SpaceShipTwo will be carried to about 15,200 m (50,000 ft) by the WhiteKnightTwo aircraft. The spaceship then ignites a rocket engine, taking passengers to a maximum altitude of 110 km (68 miles).

The vehicle would carry three instruments. One is going to measure CO2 and methane in the atmosphere. The second will take “flask samples”, allowing it to test for a much wider range of gases. These samples will be offloaded from the aircraft and taken to NOAA’s laboratories in Boulder, Colorado.

The third experiment will carry a tube sample, which empties of gases on the way up to high altitude and fills up on the way down.

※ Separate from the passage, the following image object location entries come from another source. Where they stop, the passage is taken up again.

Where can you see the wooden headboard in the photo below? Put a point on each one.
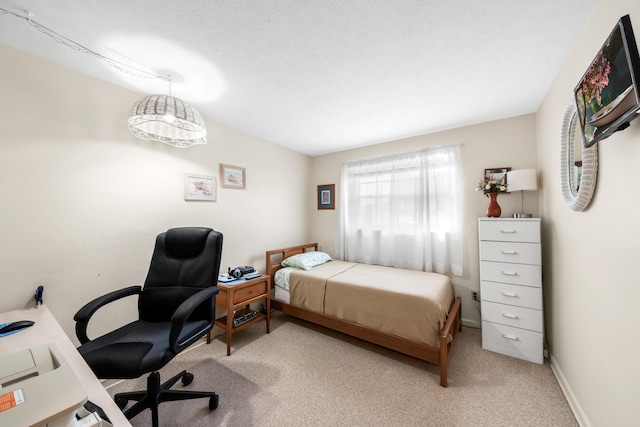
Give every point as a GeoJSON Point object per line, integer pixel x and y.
{"type": "Point", "coordinates": [275, 256]}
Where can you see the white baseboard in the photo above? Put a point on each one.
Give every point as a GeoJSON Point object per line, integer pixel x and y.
{"type": "Point", "coordinates": [575, 406]}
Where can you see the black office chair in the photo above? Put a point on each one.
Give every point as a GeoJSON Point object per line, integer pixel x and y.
{"type": "Point", "coordinates": [176, 307]}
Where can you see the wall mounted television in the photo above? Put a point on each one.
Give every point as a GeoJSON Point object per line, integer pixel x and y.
{"type": "Point", "coordinates": [607, 96]}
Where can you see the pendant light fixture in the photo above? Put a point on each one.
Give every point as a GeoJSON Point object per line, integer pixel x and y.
{"type": "Point", "coordinates": [167, 119]}
{"type": "Point", "coordinates": [162, 118]}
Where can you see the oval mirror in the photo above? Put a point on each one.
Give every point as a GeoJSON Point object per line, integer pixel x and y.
{"type": "Point", "coordinates": [578, 165]}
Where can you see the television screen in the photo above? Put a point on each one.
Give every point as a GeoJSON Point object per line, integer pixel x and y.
{"type": "Point", "coordinates": [607, 95]}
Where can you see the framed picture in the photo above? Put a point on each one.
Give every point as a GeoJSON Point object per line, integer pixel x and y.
{"type": "Point", "coordinates": [326, 196]}
{"type": "Point", "coordinates": [496, 174]}
{"type": "Point", "coordinates": [199, 187]}
{"type": "Point", "coordinates": [232, 177]}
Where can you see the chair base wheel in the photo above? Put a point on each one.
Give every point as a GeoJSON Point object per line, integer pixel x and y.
{"type": "Point", "coordinates": [213, 402]}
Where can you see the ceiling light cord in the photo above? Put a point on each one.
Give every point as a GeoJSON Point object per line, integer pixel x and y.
{"type": "Point", "coordinates": [161, 118]}
{"type": "Point", "coordinates": [59, 38]}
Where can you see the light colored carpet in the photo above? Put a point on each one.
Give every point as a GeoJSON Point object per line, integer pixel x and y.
{"type": "Point", "coordinates": [302, 374]}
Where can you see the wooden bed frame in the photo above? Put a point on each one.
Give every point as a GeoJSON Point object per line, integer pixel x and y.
{"type": "Point", "coordinates": [437, 355]}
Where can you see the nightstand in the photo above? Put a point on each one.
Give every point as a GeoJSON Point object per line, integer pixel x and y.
{"type": "Point", "coordinates": [235, 297]}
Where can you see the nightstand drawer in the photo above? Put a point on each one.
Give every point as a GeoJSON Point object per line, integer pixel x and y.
{"type": "Point", "coordinates": [520, 253]}
{"type": "Point", "coordinates": [248, 292]}
{"type": "Point", "coordinates": [503, 293]}
{"type": "Point", "coordinates": [511, 315]}
{"type": "Point", "coordinates": [516, 274]}
{"type": "Point", "coordinates": [514, 342]}
{"type": "Point", "coordinates": [510, 231]}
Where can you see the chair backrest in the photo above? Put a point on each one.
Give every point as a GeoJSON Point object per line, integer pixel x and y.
{"type": "Point", "coordinates": [185, 261]}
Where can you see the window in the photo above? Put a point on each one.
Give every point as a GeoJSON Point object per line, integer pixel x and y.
{"type": "Point", "coordinates": [403, 211]}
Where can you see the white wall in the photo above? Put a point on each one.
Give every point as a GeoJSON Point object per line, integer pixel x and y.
{"type": "Point", "coordinates": [503, 143]}
{"type": "Point", "coordinates": [82, 199]}
{"type": "Point", "coordinates": [590, 265]}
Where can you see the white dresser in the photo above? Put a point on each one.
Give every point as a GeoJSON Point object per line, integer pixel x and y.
{"type": "Point", "coordinates": [511, 287]}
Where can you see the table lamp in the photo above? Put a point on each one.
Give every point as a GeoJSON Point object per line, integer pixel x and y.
{"type": "Point", "coordinates": [523, 180]}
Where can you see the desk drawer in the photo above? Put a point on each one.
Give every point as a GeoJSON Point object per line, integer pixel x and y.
{"type": "Point", "coordinates": [503, 293]}
{"type": "Point", "coordinates": [248, 292]}
{"type": "Point", "coordinates": [516, 274]}
{"type": "Point", "coordinates": [520, 253]}
{"type": "Point", "coordinates": [510, 231]}
{"type": "Point", "coordinates": [514, 342]}
{"type": "Point", "coordinates": [511, 315]}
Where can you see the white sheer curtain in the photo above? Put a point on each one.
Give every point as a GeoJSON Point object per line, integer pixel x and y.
{"type": "Point", "coordinates": [403, 211]}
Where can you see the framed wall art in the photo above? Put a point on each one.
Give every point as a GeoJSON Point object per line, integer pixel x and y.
{"type": "Point", "coordinates": [199, 187]}
{"type": "Point", "coordinates": [496, 174]}
{"type": "Point", "coordinates": [326, 196]}
{"type": "Point", "coordinates": [232, 177]}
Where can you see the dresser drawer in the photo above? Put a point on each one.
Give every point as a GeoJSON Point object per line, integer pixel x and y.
{"type": "Point", "coordinates": [248, 292]}
{"type": "Point", "coordinates": [514, 342]}
{"type": "Point", "coordinates": [511, 315]}
{"type": "Point", "coordinates": [516, 274]}
{"type": "Point", "coordinates": [510, 231]}
{"type": "Point", "coordinates": [503, 293]}
{"type": "Point", "coordinates": [521, 253]}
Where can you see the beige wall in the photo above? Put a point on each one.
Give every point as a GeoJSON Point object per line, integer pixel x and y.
{"type": "Point", "coordinates": [82, 199]}
{"type": "Point", "coordinates": [503, 143]}
{"type": "Point", "coordinates": [591, 266]}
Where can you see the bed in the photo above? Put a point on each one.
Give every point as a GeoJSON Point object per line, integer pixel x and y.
{"type": "Point", "coordinates": [359, 300]}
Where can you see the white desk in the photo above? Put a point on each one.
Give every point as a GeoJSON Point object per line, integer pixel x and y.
{"type": "Point", "coordinates": [46, 329]}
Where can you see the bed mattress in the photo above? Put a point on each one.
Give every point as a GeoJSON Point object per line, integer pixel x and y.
{"type": "Point", "coordinates": [411, 304]}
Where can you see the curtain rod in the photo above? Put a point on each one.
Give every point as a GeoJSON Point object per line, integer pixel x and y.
{"type": "Point", "coordinates": [404, 153]}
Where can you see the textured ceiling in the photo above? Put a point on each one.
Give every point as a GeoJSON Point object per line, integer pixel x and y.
{"type": "Point", "coordinates": [325, 75]}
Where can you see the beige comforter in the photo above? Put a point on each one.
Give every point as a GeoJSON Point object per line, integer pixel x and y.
{"type": "Point", "coordinates": [411, 304]}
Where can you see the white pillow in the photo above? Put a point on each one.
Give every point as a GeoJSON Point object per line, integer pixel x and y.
{"type": "Point", "coordinates": [307, 260]}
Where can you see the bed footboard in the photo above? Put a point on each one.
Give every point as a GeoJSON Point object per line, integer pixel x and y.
{"type": "Point", "coordinates": [451, 328]}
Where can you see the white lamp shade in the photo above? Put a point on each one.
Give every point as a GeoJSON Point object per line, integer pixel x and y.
{"type": "Point", "coordinates": [522, 179]}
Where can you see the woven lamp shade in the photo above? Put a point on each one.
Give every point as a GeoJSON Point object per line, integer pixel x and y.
{"type": "Point", "coordinates": [167, 119]}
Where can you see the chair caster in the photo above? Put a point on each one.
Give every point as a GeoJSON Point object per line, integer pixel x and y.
{"type": "Point", "coordinates": [121, 402]}
{"type": "Point", "coordinates": [213, 402]}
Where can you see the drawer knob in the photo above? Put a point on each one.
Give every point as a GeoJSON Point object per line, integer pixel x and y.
{"type": "Point", "coordinates": [510, 316]}
{"type": "Point", "coordinates": [511, 337]}
{"type": "Point", "coordinates": [509, 273]}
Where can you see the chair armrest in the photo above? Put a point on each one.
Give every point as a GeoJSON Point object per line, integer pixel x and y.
{"type": "Point", "coordinates": [182, 314]}
{"type": "Point", "coordinates": [83, 315]}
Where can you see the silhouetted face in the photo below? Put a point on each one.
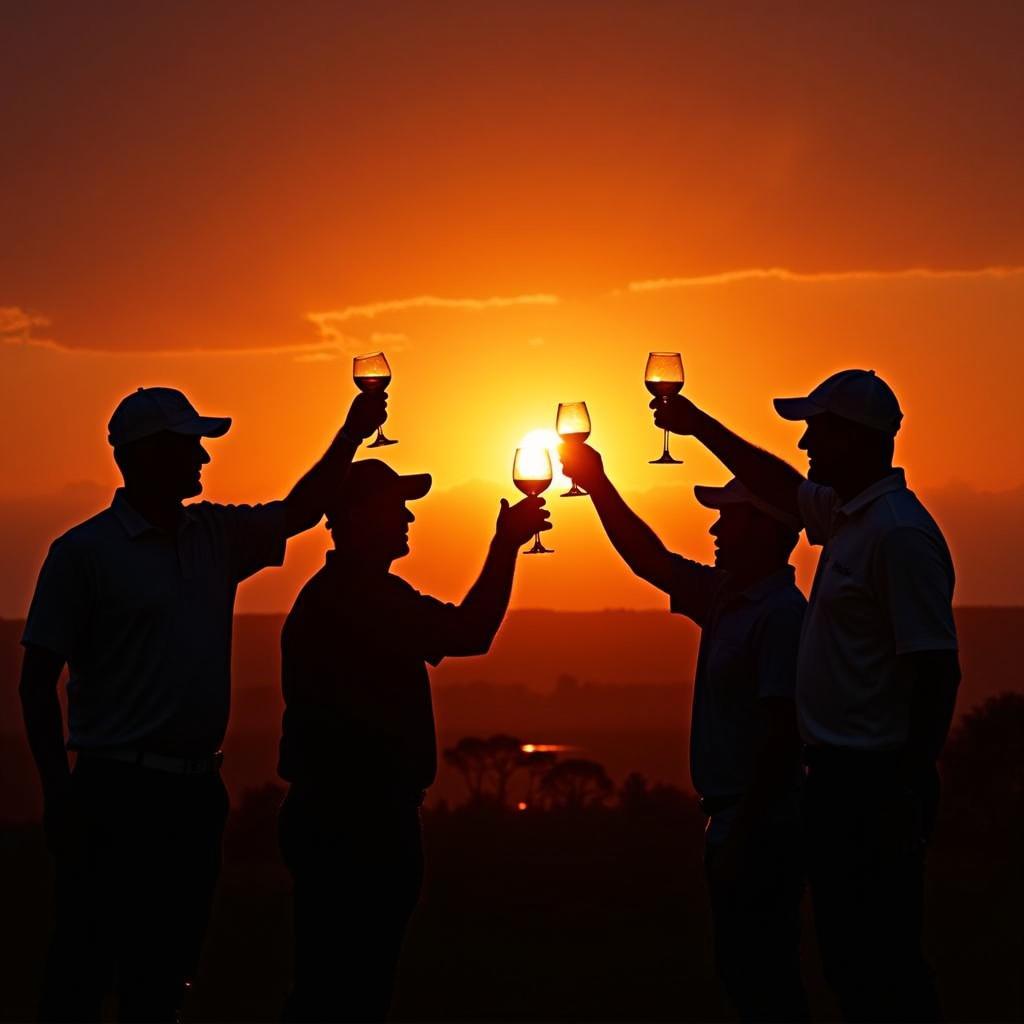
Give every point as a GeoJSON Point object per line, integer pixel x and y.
{"type": "Point", "coordinates": [829, 442]}
{"type": "Point", "coordinates": [379, 526]}
{"type": "Point", "coordinates": [742, 537]}
{"type": "Point", "coordinates": [166, 465]}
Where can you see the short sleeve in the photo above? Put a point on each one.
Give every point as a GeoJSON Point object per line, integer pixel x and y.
{"type": "Point", "coordinates": [778, 641]}
{"type": "Point", "coordinates": [693, 587]}
{"type": "Point", "coordinates": [256, 537]}
{"type": "Point", "coordinates": [62, 601]}
{"type": "Point", "coordinates": [430, 628]}
{"type": "Point", "coordinates": [817, 508]}
{"type": "Point", "coordinates": [914, 580]}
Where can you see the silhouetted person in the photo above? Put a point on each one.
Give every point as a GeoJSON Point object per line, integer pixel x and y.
{"type": "Point", "coordinates": [876, 683]}
{"type": "Point", "coordinates": [137, 601]}
{"type": "Point", "coordinates": [744, 750]}
{"type": "Point", "coordinates": [357, 743]}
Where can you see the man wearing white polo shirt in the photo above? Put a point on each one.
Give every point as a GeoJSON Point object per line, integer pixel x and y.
{"type": "Point", "coordinates": [876, 684]}
{"type": "Point", "coordinates": [137, 602]}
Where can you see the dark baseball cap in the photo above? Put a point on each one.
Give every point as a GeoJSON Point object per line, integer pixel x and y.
{"type": "Point", "coordinates": [859, 395]}
{"type": "Point", "coordinates": [152, 410]}
{"type": "Point", "coordinates": [373, 478]}
{"type": "Point", "coordinates": [735, 494]}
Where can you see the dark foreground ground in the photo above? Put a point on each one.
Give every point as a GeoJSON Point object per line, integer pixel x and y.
{"type": "Point", "coordinates": [593, 915]}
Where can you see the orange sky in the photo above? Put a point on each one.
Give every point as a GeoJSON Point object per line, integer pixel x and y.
{"type": "Point", "coordinates": [516, 202]}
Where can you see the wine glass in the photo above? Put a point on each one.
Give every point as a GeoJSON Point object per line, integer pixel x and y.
{"type": "Point", "coordinates": [531, 474]}
{"type": "Point", "coordinates": [664, 378]}
{"type": "Point", "coordinates": [572, 424]}
{"type": "Point", "coordinates": [372, 373]}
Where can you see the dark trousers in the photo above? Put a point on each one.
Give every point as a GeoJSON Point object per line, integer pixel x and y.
{"type": "Point", "coordinates": [133, 887]}
{"type": "Point", "coordinates": [866, 835]}
{"type": "Point", "coordinates": [756, 918]}
{"type": "Point", "coordinates": [356, 872]}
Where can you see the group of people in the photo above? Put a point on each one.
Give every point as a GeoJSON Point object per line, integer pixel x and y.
{"type": "Point", "coordinates": [816, 725]}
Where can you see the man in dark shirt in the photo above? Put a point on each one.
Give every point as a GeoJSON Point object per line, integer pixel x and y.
{"type": "Point", "coordinates": [744, 759]}
{"type": "Point", "coordinates": [357, 742]}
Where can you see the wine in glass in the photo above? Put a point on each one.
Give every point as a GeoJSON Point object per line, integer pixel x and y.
{"type": "Point", "coordinates": [664, 378]}
{"type": "Point", "coordinates": [372, 373]}
{"type": "Point", "coordinates": [572, 424]}
{"type": "Point", "coordinates": [531, 474]}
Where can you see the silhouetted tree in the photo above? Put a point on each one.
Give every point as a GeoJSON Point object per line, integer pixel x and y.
{"type": "Point", "coordinates": [982, 771]}
{"type": "Point", "coordinates": [577, 783]}
{"type": "Point", "coordinates": [487, 765]}
{"type": "Point", "coordinates": [468, 757]}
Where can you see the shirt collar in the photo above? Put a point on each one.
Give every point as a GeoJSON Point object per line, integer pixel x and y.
{"type": "Point", "coordinates": [134, 523]}
{"type": "Point", "coordinates": [896, 480]}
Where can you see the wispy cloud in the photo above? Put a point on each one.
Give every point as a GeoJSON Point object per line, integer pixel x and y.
{"type": "Point", "coordinates": [825, 276]}
{"type": "Point", "coordinates": [329, 322]}
{"type": "Point", "coordinates": [16, 327]}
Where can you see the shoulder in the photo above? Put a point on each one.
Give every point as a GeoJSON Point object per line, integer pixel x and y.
{"type": "Point", "coordinates": [782, 610]}
{"type": "Point", "coordinates": [86, 535]}
{"type": "Point", "coordinates": [900, 519]}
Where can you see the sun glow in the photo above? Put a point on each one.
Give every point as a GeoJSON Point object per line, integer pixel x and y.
{"type": "Point", "coordinates": [546, 438]}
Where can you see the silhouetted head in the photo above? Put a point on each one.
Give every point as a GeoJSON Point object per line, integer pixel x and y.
{"type": "Point", "coordinates": [852, 420]}
{"type": "Point", "coordinates": [369, 515]}
{"type": "Point", "coordinates": [751, 537]}
{"type": "Point", "coordinates": [157, 438]}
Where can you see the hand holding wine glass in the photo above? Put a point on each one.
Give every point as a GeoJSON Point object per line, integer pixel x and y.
{"type": "Point", "coordinates": [517, 523]}
{"type": "Point", "coordinates": [531, 474]}
{"type": "Point", "coordinates": [372, 375]}
{"type": "Point", "coordinates": [582, 463]}
{"type": "Point", "coordinates": [664, 378]}
{"type": "Point", "coordinates": [572, 424]}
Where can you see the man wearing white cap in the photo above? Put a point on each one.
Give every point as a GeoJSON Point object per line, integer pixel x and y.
{"type": "Point", "coordinates": [744, 751]}
{"type": "Point", "coordinates": [876, 684]}
{"type": "Point", "coordinates": [137, 602]}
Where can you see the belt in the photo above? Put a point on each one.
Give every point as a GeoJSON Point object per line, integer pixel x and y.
{"type": "Point", "coordinates": [162, 762]}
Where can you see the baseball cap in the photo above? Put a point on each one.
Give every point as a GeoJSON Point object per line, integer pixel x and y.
{"type": "Point", "coordinates": [371, 478]}
{"type": "Point", "coordinates": [855, 394]}
{"type": "Point", "coordinates": [735, 493]}
{"type": "Point", "coordinates": [151, 410]}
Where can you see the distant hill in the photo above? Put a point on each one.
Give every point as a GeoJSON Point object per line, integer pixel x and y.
{"type": "Point", "coordinates": [615, 684]}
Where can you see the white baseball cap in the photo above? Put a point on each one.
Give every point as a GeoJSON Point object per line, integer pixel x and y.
{"type": "Point", "coordinates": [855, 394]}
{"type": "Point", "coordinates": [151, 410]}
{"type": "Point", "coordinates": [735, 493]}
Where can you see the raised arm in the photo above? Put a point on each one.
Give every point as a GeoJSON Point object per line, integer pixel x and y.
{"type": "Point", "coordinates": [306, 501]}
{"type": "Point", "coordinates": [638, 545]}
{"type": "Point", "coordinates": [768, 476]}
{"type": "Point", "coordinates": [486, 601]}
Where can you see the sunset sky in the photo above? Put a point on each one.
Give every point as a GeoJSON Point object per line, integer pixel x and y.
{"type": "Point", "coordinates": [516, 202]}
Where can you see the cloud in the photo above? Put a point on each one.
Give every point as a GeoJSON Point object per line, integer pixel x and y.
{"type": "Point", "coordinates": [16, 325]}
{"type": "Point", "coordinates": [825, 276]}
{"type": "Point", "coordinates": [327, 323]}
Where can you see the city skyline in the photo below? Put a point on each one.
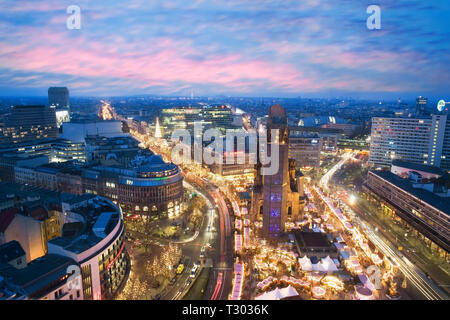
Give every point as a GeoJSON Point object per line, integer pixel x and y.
{"type": "Point", "coordinates": [246, 48]}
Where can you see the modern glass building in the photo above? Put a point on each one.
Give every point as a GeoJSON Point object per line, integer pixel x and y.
{"type": "Point", "coordinates": [417, 140]}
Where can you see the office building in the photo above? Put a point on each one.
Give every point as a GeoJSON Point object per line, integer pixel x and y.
{"type": "Point", "coordinates": [305, 149]}
{"type": "Point", "coordinates": [145, 185]}
{"type": "Point", "coordinates": [45, 278]}
{"type": "Point", "coordinates": [417, 140]}
{"type": "Point", "coordinates": [77, 131]}
{"type": "Point", "coordinates": [93, 236]}
{"type": "Point", "coordinates": [28, 123]}
{"type": "Point", "coordinates": [217, 117]}
{"type": "Point", "coordinates": [421, 107]}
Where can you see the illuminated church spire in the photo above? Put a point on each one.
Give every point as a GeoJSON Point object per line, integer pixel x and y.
{"type": "Point", "coordinates": [157, 129]}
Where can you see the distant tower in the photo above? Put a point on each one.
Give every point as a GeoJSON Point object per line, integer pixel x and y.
{"type": "Point", "coordinates": [158, 133]}
{"type": "Point", "coordinates": [276, 198]}
{"type": "Point", "coordinates": [421, 106]}
{"type": "Point", "coordinates": [59, 98]}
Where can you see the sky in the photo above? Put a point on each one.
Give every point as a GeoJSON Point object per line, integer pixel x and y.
{"type": "Point", "coordinates": [285, 48]}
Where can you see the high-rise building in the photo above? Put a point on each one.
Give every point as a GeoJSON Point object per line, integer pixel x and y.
{"type": "Point", "coordinates": [27, 123]}
{"type": "Point", "coordinates": [59, 97]}
{"type": "Point", "coordinates": [276, 197]}
{"type": "Point", "coordinates": [421, 107]}
{"type": "Point", "coordinates": [417, 140]}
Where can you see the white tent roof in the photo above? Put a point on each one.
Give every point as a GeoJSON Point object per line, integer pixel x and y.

Mr Whitehorn said that when SpaceShipTwo began flying, it could provide NOAA with regular sampling of gases through the outermost region of the atmosphere – known as the ionosphere – up to 110km above Earth.

This would be important for calibrating data from a major satellite mission called the Orbiting Carbon Observatory (OCO), which is designed to measure atmospheric carbon. The joint NOAA-NASA mission is due to launch next year.

The early part of the agreement between Virgin Galactic and NOAA is on a “no exchange of funds” basis, said Whitehorn, because it was currently classified as an experimental program.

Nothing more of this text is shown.